Postar um comentário

Postagens mais visitadas deste blog

O Cheiro da Roupa

O mundo louco Em que a camiseta emprestada  Devolvi As encomendas na sua casa Já estavam aqui E sem cálculo Talvez você não acredite No dia em que te vi por último Te abracei quase que sem querer Você foi, seu perfume ficou  Enquanto contava a um amigo Dizia sobre as suas maravilhas Sentia teu cheiro em minha roupa E o desfiz  Com o isqueiro Usei daqueles banhados em eugenol Abri o vinho que dediquei a nós E cai em sono, sem sonho

Reflexões literárias e inclusão de caraminholas na cabeça de Nêmesis

  é preciso que se ouça o que seu corpo transpira. Faz calor. Não importa quantos, basta que saiba que isto aí também é poesia que em sua verdadeira cara não cheira à fruta mais fina não acessa merda nenhuma de Feira de Bologna. Como posso ir à Itália se meu texto emprega o cheiro mais humano possível?
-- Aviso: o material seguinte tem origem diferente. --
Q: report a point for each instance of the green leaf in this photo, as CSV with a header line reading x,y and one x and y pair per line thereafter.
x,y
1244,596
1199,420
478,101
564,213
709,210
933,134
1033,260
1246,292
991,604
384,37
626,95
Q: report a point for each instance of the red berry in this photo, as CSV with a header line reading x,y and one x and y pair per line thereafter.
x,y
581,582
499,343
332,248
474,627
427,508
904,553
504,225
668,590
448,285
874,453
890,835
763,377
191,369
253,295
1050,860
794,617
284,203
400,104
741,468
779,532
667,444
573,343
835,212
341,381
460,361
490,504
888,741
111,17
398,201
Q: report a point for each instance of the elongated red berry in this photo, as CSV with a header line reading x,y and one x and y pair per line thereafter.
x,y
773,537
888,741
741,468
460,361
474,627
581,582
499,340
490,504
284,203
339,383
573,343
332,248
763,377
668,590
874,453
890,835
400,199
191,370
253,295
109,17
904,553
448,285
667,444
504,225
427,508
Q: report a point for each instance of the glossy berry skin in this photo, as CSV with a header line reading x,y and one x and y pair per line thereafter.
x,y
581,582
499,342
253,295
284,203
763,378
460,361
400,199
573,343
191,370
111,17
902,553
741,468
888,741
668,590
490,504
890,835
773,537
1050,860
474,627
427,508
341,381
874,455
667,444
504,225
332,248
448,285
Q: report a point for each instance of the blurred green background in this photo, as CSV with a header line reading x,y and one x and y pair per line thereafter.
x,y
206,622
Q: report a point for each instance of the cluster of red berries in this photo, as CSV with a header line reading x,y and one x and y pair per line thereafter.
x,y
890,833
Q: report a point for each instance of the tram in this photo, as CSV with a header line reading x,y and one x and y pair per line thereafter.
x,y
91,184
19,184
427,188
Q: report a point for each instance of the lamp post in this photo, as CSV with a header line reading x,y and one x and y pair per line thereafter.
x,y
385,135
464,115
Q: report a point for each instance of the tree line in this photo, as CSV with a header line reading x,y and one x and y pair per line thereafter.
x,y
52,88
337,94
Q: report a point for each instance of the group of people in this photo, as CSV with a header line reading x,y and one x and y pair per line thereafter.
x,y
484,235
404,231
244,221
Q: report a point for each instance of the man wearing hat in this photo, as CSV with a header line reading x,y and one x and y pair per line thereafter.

Suo e minha cara prega oleosamente e critico quem sequer pronuncia ÊC-frase na mais ortopédica forma. Num esforço inutilíssimo, raspo a palma (da mão) na testa, encosto o dedão no lado direito e percorro os outros quatro dedos para a esquerda Lambuzo os curtos cabelos soltos do meu rabo de cavalo malfeito. Certa de que não preciso dizer "da mão". É essa que brilha enquanto a outra põe em cor o que minha cabeça já não suporta esquecer em prol daquilo que preciso escrever pra receber o soldo porque fazer o que faço agora não merece encher minha barriga me garantir sustento e moradia. Faz calor como quando trabalho com o texto de outra pessoa. Meu suvaco me conta de pertinho quase
ridícula como sempre fui escrevi depoimentos em rede social mandei os tais dos scraps criei gif, que se diz jif e não guif me pus em cartas e recados perfumados te pichei as paredes e o guarda-roupas pra que me guardasse em você em mim, até seus os ouvidos e sua orelha pregada em meu peito não dá pra devolver botar uma outra numeração no lugar chamei atenção e mandei até emojis apaixonados e você se mandou 21 de janeiro de 2017  ·  (i.)